We refer, as we have before, to the long-standing need for more accurate cost-of-living adjustments to federal benefits and income taxes. Current law indexes Social Security and other federal retirement payments to one estimate of consumer prices; it indexes tax brackets, personal exemptions and the like to another. Both slightly overstate inflation, because they do not allow for the fact that consumers offset price increases in certain goods by switching to cheaper alternatives.

Economists have developed a more realistic measure of inflation, known for obscure reasons as the “chained CPI” (consumer price index), which has averaged a little under 0.3 percentage points less per year than existing measures. That difference doesn’t sound like much, but cost-of-living adjustments work like compound interest: This year’s increase in benefits pyramids on top of all the others that have gone before; ditto for tax adjustments.

Using the chained CPI would tame the compounding beast. Applied to Social Security and civil service pensions, as well as other spending, the new, more accurate inflation estimate would save $168 billion over 10 years, according to a paper published last year by The Moment of Truth Project, which is headed by the co-chairs of the president’s bipartisan commission on fiscal reform, Alan Simpson and Erskine Bowles.

The chained CPI would raise another $87 billion in revenue. Add $44 billion in obviated interest on the debt, and you’re at a 10-year savings of $299 billion. That’s 7.5 percent of the oft-cited goal of $4 trillion in savings — all without depriving anyone of money they’re legitimately entitled to.

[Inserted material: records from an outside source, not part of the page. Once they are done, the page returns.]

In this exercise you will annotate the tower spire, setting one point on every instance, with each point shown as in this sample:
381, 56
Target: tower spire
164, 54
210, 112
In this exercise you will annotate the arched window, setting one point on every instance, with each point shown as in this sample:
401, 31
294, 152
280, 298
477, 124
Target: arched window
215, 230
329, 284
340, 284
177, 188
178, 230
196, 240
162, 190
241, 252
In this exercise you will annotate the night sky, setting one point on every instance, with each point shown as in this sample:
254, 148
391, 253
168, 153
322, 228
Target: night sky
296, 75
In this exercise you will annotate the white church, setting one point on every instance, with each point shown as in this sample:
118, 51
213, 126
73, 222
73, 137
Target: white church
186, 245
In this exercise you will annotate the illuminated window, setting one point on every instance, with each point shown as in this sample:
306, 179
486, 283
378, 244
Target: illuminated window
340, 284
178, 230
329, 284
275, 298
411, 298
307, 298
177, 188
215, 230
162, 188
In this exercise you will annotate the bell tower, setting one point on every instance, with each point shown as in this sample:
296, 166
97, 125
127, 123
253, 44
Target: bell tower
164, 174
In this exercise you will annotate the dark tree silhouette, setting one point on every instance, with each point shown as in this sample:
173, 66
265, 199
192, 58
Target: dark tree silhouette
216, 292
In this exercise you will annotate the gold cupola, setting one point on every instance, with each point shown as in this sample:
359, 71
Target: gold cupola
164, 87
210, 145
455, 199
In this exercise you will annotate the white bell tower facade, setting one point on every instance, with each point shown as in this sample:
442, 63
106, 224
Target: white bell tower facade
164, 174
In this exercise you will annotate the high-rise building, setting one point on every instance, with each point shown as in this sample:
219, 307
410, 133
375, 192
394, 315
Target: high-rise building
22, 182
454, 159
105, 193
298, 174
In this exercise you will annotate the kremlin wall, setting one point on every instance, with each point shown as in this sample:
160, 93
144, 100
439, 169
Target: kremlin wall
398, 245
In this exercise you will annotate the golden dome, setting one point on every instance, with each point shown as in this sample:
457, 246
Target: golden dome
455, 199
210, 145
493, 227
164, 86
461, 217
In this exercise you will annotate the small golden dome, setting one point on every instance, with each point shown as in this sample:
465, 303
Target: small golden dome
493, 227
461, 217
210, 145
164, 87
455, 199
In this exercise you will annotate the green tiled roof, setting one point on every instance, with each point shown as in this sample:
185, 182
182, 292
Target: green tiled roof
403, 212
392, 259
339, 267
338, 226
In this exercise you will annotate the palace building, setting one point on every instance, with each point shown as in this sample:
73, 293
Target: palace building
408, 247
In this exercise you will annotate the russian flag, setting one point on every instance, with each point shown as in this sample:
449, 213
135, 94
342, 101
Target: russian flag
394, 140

That’s not the way certain critics of the chained CPI see it, of course. AARP, the seniors’ lobby, decries a $112 billion hit to Social Security over 10 years. AARP has a point — reducing cost-of-living adjustments (COLAs) could hurt those who face rising out-of-pocket medical costs.

But remember: Adjusting those annual increments merely reduces the rate of growth in seniors’ benefits; it does not actually cut them. The immediate impact is negligible — just $1 billion in the first year. That gives future retirees time to adjust. For retirees who collect Social Security well into their 80s, a modest lump sum could be devised to offset the cumulative impact of lower COLAs. Extremely poor and disabled recipients of Supplemental Security Income should also be protected.

For others, though, “switching to the chained CPI offers a rare opportunity to achieve deficit reduction on both sides of the budget in a manner that economic analysis supports,” as a recent report by the liberal Center on Budget and Policy Priorities put it. This is why the chained CPI was reportedly one of the few points of bipartisan agreement in last year’s failed budget talks and should be part of any successful negotiations now.